A study published in the August issue of Health Affairs reports that a nationwide survey found that the number of patients who actually consult price-comparison tools during an encounter with the healthcare system is far lower than the number who believe price shopping is an important tool.
Of the nearly 3,000 nonelderly adults who had interacted with the healthcare system in the previous 12 months, only 13% indicated they looked at price-comparison information. Only 3% of those surveyed actually made decisions based on that information.
Another study in the same issue offers a case in point: When the California Public Employees’ Retirement System offered beneficiaries enrolled in a Blue Cross PPO plan a website and app for comparing prices and out-of-pocket spending among care providers in their network, patient response was similarly underwhelming.

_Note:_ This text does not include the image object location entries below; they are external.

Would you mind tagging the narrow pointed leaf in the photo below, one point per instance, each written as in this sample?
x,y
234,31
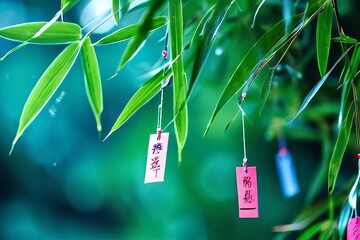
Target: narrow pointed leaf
x,y
351,69
316,88
345,39
46,87
339,150
311,232
116,10
138,41
204,36
92,80
57,33
253,62
323,36
140,98
266,89
344,219
354,64
130,31
66,5
179,78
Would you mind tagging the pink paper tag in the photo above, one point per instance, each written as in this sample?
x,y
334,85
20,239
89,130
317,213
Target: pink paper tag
x,y
156,159
247,192
353,229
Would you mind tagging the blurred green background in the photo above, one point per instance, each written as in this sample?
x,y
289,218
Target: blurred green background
x,y
63,182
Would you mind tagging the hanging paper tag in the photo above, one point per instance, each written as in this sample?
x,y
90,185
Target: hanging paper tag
x,y
287,174
247,192
156,158
353,229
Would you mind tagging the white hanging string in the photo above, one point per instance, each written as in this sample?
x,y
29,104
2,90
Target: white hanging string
x,y
244,139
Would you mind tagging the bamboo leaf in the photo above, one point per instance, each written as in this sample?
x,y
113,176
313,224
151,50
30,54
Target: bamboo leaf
x,y
339,149
351,69
46,87
130,31
140,98
204,36
138,41
316,88
323,36
344,219
265,91
253,62
116,10
179,78
312,231
92,80
57,33
250,65
125,6
345,39
66,5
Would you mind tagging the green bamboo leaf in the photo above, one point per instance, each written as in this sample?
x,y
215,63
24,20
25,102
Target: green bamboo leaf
x,y
344,39
354,64
350,72
179,78
250,64
316,88
56,33
131,31
204,37
265,91
125,6
66,5
339,149
138,41
270,43
311,232
344,219
92,80
116,10
202,26
323,36
46,87
145,93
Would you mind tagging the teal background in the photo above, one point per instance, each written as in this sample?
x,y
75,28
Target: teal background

About 12% of those with access to the tool used it in the first 15 months it was available, and savings across the patient population that used the tool averaged 14% compared to those who did not.
The authors of both studies note that their findings echo a growing body of recent research suggesting consumers have difficulty translating their interest in comparing the cost of care among providers into practical action.
In the nationwide study, the authors found patients encountered two barriers to the use of price comparisons: lack of accessibility of price data and structural resistance to switching providers. For price shopping to be effective, they suggest regulatory action requiring price transparency will fall short of the mark. Instead, the industry needs to focus on broader accessibility of information that makes sense to patients and on which patients can reasonably act.
Even that may not be sufficient to make price comparison broadly effective, however.
“Our results show that even if the information were more easily accessible, patients’ preferences to maintain provider relationships and efforts to coordinate care would limit overall rates of shopping,” the authors wrote.